Sentiment towards Romania is very fragile right now, and scenarios of currency devaluation cannot be overlooked. The leu has found itself in uncharted waters, with the NBR likely needing to remain active to prevent EUR/RON from breaking higher in the near term. The bank is said to have spent over 10 billion euros on interventions in 2024. For the moment, the focus is on the second round of presidential elections (May 18), which could be a pivotal moment for Romania’s future.
PLN
EUR/PLN remains within a narrow range of 4.26–4.29. In recent days, the Polish zloty has underperformed compared to other emerging market currencies, particularly Asian ones. The currency has escaped greater turbulence in the face of sentiment swings in earlier weeks, while at the same time, the improvement in risk sentiment is not providing it much support. This is all the more so given the simultaneous slide in the EUR/USD exchange rate.
Global signals have the potential to shape the situation, particularly for the USD/PLN pair. However, this week is one of the few in recent months when the market will pay such close attention to local developments. This is due to the Monetary Policy Council (MPC) decision on Wednesday (07.05), which is almost certain to bring a significant change in monetary policy.
HUF
Yet another strong showing for the forint, backed by both risk sentiment and the tone of the MNB meeting. Since taking over the governor position, Mihaly Varga, a former Minister of Finance and Orban’s loyalist, rather surprisingly provided us with very consistent hawkish rhetoric, pointing to a heavy accent on the disinflation process, even despite the economic slowdown observed in the country and FIDESZ losing popularity amongst voters.
Figure 2: Hungary CPI Inflation & Wage Growth (2020 – 2025)
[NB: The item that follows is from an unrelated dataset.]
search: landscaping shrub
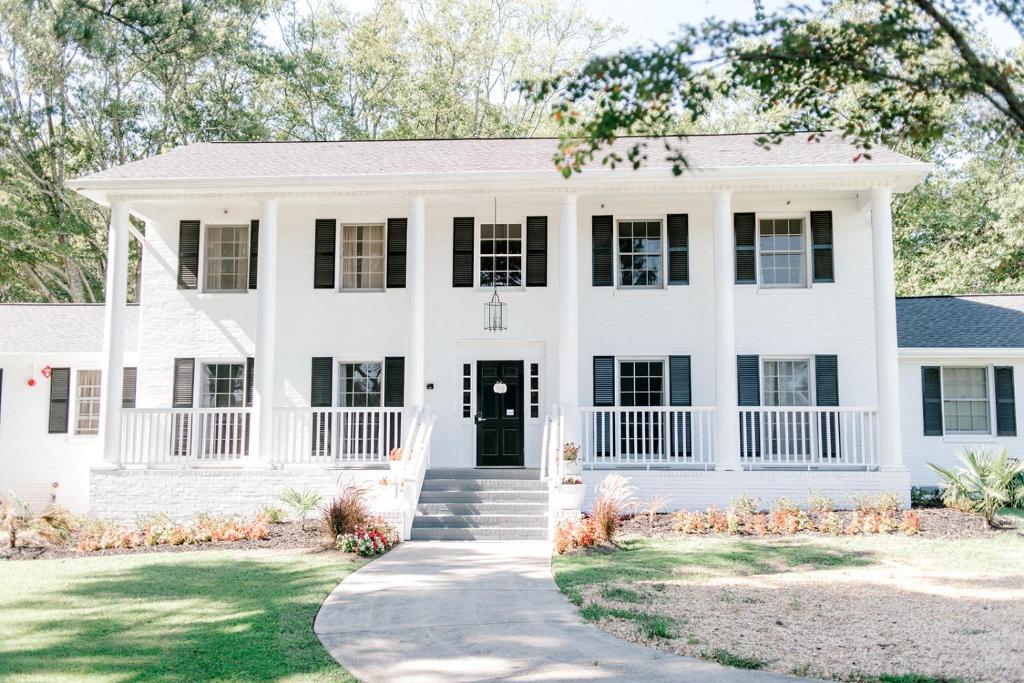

Source: Bloomberg Date: 06/05/2025
Last week’s meeting proved to be no different, with the MNB deciding on another hold and no signs of loosening any time soon. Although profit margin caps on food and voluntary pricing commitments in the telecom and banking sectors are being implemented to curb price pressures, inflation remains above the upper bound of the MNB’s target. Importantly, the upside risks have increased due to tax measures and stalled global disinflation. Although, as underlined by the MNB, April could have brought a decline in inflation, we foresee it remaining uncomfortably high, which delays the discussion on interest rate cuts to the later part of the year, with an increasing chance of no rate decreases from the MNB in 2025.